DSM-5 casebook and treatment guide for child mental health
Ooit duidde ik dsm aan als ‘De Snelklaar Methode’, waarbij ik mijn zorg uitte over het feit dat classificaties opgevat als diagnoses, de overhand dreigden te krijgen boven degelijke brede en verdiepende diagnostiek. Ook heb ik mijn teleurstelling over het, in mijn ogen slappe, compromis om in dsm-5 tot een hybride constructie te komen met compromissen in alle richtingen, vooral naar de wetenschap. Die laat steeds meer zien dat de validiteit van de categorieën voor psychiatrische ziektebeelden die wij hanteren zeer discutabel is, en dat categorieën weinig zeggen over ernst en lijden, hoewel externe instanties dsm klakkeloos gebruiken als basis voor bekostiging en toelating tot voorzieningen. Kortom: voldoende negatieve vooroordelen om dit boekwerk met argwaan open te slaan.

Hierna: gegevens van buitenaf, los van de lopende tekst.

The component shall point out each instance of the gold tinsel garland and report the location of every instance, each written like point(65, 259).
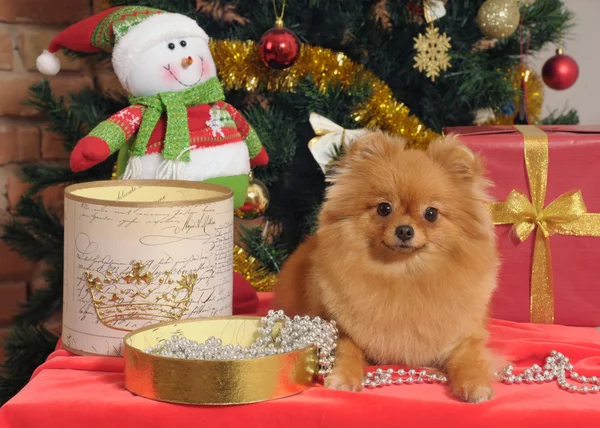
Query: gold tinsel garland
point(253, 270)
point(534, 99)
point(240, 68)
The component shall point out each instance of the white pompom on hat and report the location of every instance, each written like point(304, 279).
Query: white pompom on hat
point(124, 31)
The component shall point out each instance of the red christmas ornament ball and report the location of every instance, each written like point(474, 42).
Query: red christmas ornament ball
point(279, 48)
point(560, 72)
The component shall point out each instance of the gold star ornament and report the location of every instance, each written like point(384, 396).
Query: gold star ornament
point(432, 52)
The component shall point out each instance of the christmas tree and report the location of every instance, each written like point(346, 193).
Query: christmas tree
point(408, 67)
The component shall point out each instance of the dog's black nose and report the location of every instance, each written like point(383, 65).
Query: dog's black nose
point(405, 233)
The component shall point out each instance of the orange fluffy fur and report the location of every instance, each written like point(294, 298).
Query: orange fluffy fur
point(422, 302)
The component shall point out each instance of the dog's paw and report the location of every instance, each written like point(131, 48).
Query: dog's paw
point(343, 380)
point(473, 393)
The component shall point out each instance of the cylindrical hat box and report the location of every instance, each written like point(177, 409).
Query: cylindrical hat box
point(140, 252)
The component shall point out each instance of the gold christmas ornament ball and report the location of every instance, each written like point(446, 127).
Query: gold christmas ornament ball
point(257, 201)
point(498, 19)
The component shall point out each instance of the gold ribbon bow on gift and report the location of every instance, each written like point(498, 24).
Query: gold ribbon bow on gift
point(566, 215)
point(330, 138)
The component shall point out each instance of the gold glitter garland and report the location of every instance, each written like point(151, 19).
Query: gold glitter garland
point(239, 67)
point(534, 99)
point(253, 270)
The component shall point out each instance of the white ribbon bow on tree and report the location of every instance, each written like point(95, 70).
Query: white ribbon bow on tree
point(330, 138)
point(434, 9)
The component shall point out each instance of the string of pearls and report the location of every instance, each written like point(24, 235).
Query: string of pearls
point(301, 332)
point(557, 368)
point(295, 334)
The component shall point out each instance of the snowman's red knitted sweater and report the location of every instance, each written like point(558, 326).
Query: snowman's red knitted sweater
point(211, 124)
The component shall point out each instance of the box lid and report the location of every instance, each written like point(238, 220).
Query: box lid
point(509, 129)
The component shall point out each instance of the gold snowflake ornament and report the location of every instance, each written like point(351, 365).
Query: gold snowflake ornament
point(432, 52)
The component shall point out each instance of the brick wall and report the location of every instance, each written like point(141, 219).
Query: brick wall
point(26, 28)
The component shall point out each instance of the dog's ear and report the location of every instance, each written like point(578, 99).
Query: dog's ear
point(375, 144)
point(450, 153)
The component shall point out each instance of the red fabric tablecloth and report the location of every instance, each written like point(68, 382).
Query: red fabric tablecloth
point(70, 391)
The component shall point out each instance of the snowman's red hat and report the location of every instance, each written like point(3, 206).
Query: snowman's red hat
point(125, 31)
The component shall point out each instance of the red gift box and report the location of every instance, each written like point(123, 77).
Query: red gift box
point(550, 255)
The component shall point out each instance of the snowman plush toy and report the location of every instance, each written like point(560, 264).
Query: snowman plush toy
point(178, 126)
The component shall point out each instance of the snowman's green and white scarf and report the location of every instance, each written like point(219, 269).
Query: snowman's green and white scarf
point(175, 104)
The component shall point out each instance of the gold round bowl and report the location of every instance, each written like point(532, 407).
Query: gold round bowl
point(214, 382)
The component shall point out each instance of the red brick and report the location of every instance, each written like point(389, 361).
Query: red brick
point(6, 50)
point(32, 42)
point(53, 146)
point(15, 89)
point(13, 265)
point(8, 144)
point(29, 143)
point(12, 293)
point(19, 143)
point(44, 11)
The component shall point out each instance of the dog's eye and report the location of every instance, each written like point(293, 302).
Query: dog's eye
point(384, 209)
point(430, 214)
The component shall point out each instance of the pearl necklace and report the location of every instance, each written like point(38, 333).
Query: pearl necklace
point(301, 332)
point(295, 334)
point(557, 368)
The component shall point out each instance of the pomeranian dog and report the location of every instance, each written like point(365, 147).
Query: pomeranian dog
point(404, 260)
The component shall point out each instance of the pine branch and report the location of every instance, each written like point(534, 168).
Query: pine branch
point(26, 348)
point(277, 135)
point(44, 302)
point(34, 232)
point(270, 254)
point(63, 120)
point(42, 176)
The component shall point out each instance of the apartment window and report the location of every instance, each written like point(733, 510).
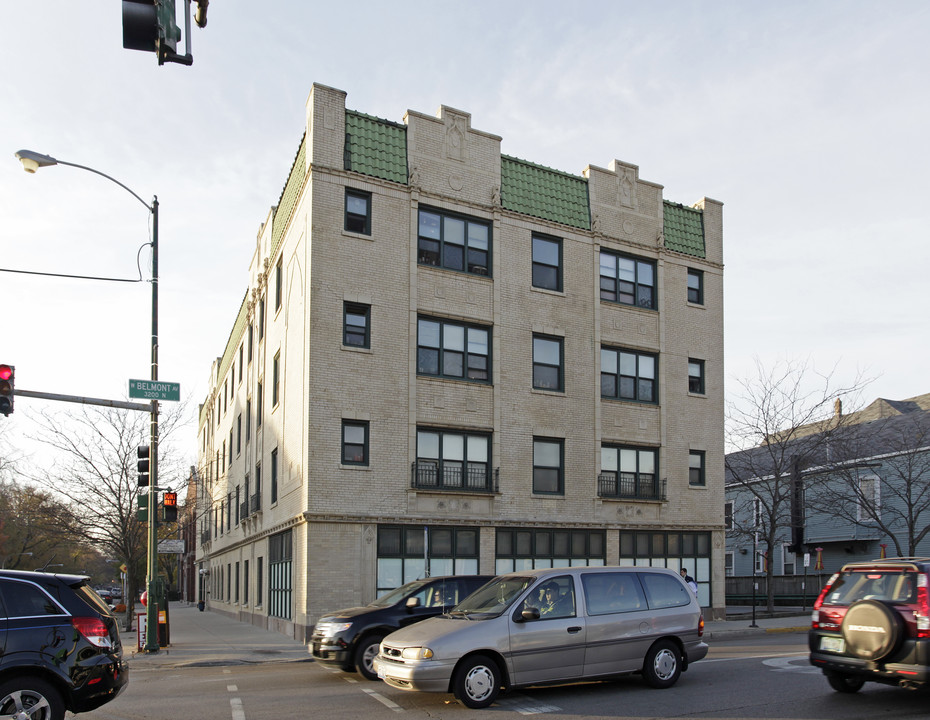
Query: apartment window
point(696, 468)
point(869, 501)
point(696, 376)
point(274, 476)
point(548, 466)
point(358, 211)
point(280, 574)
point(695, 286)
point(275, 378)
point(630, 472)
point(547, 263)
point(627, 280)
point(547, 363)
point(354, 442)
point(451, 460)
point(447, 349)
point(356, 321)
point(629, 375)
point(454, 242)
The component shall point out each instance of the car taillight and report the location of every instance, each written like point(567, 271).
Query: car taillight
point(815, 614)
point(922, 615)
point(94, 630)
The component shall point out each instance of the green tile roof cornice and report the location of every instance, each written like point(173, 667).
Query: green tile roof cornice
point(376, 147)
point(684, 229)
point(289, 196)
point(544, 193)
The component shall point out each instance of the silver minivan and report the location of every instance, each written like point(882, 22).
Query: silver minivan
point(552, 625)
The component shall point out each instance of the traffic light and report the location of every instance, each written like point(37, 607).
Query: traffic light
point(7, 381)
point(171, 507)
point(143, 453)
point(150, 26)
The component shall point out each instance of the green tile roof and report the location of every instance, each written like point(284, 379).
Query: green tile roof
point(684, 229)
point(544, 193)
point(376, 147)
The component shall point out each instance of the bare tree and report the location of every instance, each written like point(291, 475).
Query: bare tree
point(781, 423)
point(96, 473)
point(883, 482)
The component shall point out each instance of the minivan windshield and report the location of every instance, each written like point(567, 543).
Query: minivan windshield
point(494, 598)
point(398, 594)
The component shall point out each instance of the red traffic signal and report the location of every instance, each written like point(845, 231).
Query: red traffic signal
point(7, 382)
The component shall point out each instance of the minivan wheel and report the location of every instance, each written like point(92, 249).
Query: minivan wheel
point(476, 682)
point(31, 698)
point(365, 654)
point(662, 666)
point(845, 683)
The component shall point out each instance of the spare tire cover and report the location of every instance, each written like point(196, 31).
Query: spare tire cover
point(872, 629)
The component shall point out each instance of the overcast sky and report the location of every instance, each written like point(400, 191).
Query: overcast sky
point(808, 120)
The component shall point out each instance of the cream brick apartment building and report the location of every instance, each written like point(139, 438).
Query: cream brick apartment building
point(452, 360)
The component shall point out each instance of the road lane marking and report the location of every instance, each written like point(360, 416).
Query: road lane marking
point(383, 700)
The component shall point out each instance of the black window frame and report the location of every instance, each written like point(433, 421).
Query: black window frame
point(350, 331)
point(696, 382)
point(539, 366)
point(356, 222)
point(560, 470)
point(695, 286)
point(697, 476)
point(439, 472)
point(639, 382)
point(540, 268)
point(611, 285)
point(470, 361)
point(364, 425)
point(442, 255)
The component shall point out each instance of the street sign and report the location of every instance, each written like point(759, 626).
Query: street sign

En dan stuit je meteen op een vermeende tweedeling in de psychiatrie tussen de psychotherapeutische en psychofarmacologische benadering. Dit omdat de 29 casussen in dit boek steeds voorgelegd worden aan overwegend psychotherapeutisch ingestelden tegenover meer farmacologisch ingestelde collegae, die de casus vanuit hun eigen perspectief becommentariëren, ‘diagnosticeren’ en classificeren om tot slot tot een behandeladvies te komen. Gelukkig leren wij in onze opleiding om ons bewust te zijn van vooringenomen ideeën en gevoelens, en open te staan voor verrassingen en de feiten laten spreken.
De eerlijkheid gebiedt te zeggen dat ik, al mijn vooroordelen, ten spijt, dit een goed, prikkelend en instructief boek vond, zowel voor de beginner alsook voor de meer ervarene. De gepresenteerde casussen zijn uit het leven gegrepen en worden onder vier hoofdjes gerangschikt: ‘klassiekers’, ‘complexe gevallen’, ‘diagnostische dilemma’s’ en ‘crisissituaties’.
De casus wordt ingeleid met de ‘aanmeldingsklacht’ herkenbaar in alledaagse taal: ‘mijn kind let niet op’, ‘mijn kind kan moeilijk tegen veranderingen; heeft het autisme?; de autodief, de kluizenaar… De aangeleverde informatie is breed en goed gedocumenteerd: naast mentale status en uitkomsten van vragenlijsten, de voorgeschiedenis (familiegeschiedenis, medische gegevens, ontwikkelingsgang), maar ook de opvoedingssituatie en de schoolse en sociale context.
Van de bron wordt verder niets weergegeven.